Application of deep learning algorithm
The previously trained and validated two-dimensional 16-member U-Net ensemble [10] utilizes T2-weighted, b-value 1500 s/mm2 and ADC maps to classify each voxel as either tumor, normal-appearing prostate, or background. For each U-Net in the ensemble, output probabilities for the three classes sum up to one per voxel. The ensemble probability map is the mean of the ensemble member U-Net probability maps. For each examination, the ensemble was applied to each of the rigid, affine, and b-spline registration schemes and the map with the highest tumor probability used for further processing. Deep learning was implemented in PyTorch (version 1.2.0; https://pytorch.org) [17].
Combined histopathological mapping
To utilize all available histopathological information including that of sPC outside of PI-RADS lesions, sextant-specific systematic and targeted lesion histopathology were fused into a combined histological reference (Supplementary Material S-2).
Threshold adjustment and statistical analysis
Receiver operating characteristic (ROC) curves were calculated from U-Net probability predictions. U-Net probability thresholds yielding patient-based working points most closely matching PI-RADS ≥ 3 and ≥ 4 performance were obtained as outlined in Supplementary Material S-3. For application to the current cohort, three U-Net thresholds were determined: fixed, dynamic, and limit. Fixed thresholds represent the most straightforward application of the published U-Net to new examinations and are determined from the 300 most recent examinations of the published cohort. Dynamic thresholds are readjusted in regular intervals to keep U-Net and PI-RADS closely matched on the most recent examinations. These are initially set to the values of the fixed thresholds, applied to the 50 following examinations, then repeatedly readjusted using the most recent 300 examinations. Each patient is evaluated in a simulated prospective manner using only the dynamic threshold resulting from the most recent adjustment. Limit thresholds represent the theoretical limit of best dynamic threshold performance by producing the closest possible match between U-Net and PI-RADS performance and are determined from the current cohort. Only fixed and dynamic thresholds can be applied prospectively to new patients, while limit thresholds are an a posteriori reference to judge the success of threshold selection.
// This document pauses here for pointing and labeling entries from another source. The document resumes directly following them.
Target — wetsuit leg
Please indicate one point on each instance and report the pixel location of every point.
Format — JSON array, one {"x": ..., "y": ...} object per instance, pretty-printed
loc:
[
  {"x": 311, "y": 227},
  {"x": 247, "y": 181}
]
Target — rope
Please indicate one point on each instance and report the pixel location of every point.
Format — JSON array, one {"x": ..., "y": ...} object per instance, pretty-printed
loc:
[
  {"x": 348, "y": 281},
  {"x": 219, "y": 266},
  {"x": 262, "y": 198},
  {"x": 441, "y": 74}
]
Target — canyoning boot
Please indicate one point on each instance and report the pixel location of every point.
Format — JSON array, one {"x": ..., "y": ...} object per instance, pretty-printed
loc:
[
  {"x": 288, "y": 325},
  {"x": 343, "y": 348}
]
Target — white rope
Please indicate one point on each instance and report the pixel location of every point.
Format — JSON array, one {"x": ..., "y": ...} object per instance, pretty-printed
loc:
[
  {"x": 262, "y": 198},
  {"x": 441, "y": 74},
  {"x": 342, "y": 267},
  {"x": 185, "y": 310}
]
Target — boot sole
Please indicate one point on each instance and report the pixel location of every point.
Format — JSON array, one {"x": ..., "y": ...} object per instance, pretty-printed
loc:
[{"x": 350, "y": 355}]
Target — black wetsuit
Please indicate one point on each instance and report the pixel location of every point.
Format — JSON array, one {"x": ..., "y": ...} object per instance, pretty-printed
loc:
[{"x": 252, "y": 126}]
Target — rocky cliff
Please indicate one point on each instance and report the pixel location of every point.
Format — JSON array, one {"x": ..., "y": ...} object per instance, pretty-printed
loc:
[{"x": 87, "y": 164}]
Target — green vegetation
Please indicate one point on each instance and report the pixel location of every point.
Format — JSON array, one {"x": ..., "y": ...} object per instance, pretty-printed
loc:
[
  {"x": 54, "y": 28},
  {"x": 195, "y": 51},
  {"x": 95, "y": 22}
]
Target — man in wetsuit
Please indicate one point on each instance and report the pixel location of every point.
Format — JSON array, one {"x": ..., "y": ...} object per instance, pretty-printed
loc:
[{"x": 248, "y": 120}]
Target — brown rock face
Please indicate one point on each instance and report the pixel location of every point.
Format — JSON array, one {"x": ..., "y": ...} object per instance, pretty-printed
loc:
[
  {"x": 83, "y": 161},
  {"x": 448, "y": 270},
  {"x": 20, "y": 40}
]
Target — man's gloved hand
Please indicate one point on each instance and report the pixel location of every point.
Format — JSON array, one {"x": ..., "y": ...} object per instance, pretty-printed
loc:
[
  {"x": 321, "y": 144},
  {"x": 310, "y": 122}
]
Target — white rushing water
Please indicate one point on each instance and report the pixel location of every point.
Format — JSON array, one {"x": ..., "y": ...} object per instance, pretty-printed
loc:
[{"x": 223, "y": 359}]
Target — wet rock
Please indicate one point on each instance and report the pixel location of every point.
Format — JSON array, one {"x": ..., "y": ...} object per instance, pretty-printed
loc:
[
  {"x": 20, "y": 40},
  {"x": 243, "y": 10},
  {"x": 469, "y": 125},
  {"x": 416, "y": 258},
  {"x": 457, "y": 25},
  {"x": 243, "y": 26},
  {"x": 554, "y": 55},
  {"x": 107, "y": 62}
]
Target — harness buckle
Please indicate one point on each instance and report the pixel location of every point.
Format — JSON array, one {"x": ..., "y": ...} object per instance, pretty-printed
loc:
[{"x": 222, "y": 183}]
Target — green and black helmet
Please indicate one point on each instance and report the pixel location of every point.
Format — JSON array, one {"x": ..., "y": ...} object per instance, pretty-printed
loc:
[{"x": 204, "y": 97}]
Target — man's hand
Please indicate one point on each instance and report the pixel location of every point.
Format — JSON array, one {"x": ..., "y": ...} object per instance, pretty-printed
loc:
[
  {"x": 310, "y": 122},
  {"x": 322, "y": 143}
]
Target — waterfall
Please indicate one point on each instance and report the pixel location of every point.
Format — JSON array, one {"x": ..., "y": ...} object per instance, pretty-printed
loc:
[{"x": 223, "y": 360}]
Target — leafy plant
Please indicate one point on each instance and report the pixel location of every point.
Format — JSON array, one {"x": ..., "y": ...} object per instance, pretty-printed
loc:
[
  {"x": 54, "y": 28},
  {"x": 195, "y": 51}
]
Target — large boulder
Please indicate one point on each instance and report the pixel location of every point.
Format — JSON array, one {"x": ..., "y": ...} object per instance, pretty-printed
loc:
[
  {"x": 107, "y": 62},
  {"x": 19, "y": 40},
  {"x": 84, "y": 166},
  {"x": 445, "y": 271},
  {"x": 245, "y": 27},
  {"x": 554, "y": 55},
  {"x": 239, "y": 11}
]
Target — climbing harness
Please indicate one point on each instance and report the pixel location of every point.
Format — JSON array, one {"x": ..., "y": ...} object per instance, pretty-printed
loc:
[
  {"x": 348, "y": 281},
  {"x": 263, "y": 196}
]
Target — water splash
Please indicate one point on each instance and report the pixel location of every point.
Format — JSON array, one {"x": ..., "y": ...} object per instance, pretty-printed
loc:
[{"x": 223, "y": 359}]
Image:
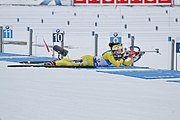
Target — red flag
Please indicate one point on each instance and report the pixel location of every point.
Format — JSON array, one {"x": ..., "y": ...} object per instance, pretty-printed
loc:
[{"x": 46, "y": 46}]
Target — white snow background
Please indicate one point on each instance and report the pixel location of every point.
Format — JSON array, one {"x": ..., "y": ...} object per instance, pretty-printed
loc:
[{"x": 82, "y": 94}]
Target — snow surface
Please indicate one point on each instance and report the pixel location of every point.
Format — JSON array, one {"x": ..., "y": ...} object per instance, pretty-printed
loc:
[{"x": 84, "y": 94}]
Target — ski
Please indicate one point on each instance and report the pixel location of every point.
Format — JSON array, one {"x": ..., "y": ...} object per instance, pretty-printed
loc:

Sensitivity, specificity, and positive and negative predictive value were calculated and compared using the McNemar test [18]. We examined the effect of co-occurrent detection of sPC-positive men, biopsy sextants, and PI-RADS lesions by U-Net and radiologists on the positive (PPV) and negative predictive value (NPV) using a test based on relative predictive values implemented in the R package DTComPair [19, 20]. Statistical analyses were implemented in Python (Python Software Foundation, version 3.7.3, http://www.python.org) and R (R version 3.6.0, R Foundation for Statistical Computing) with details given in Supplementary Material S-4. A p value of 0.05 or less was considered statistically significant. All p values were adjusted for multiple comparisons using Holm’s method [21]. We used the Dice coefficient [22], a commonly used spatial overlap index, to compare manual and U-Net-derived lesion segmentations separately for DWI, T2w, and their combination. The mean Dice coefficient was calculated from all biopsy sPC–positive clinical lesions and U-Net-derived lesions (Supplementary Material S-5).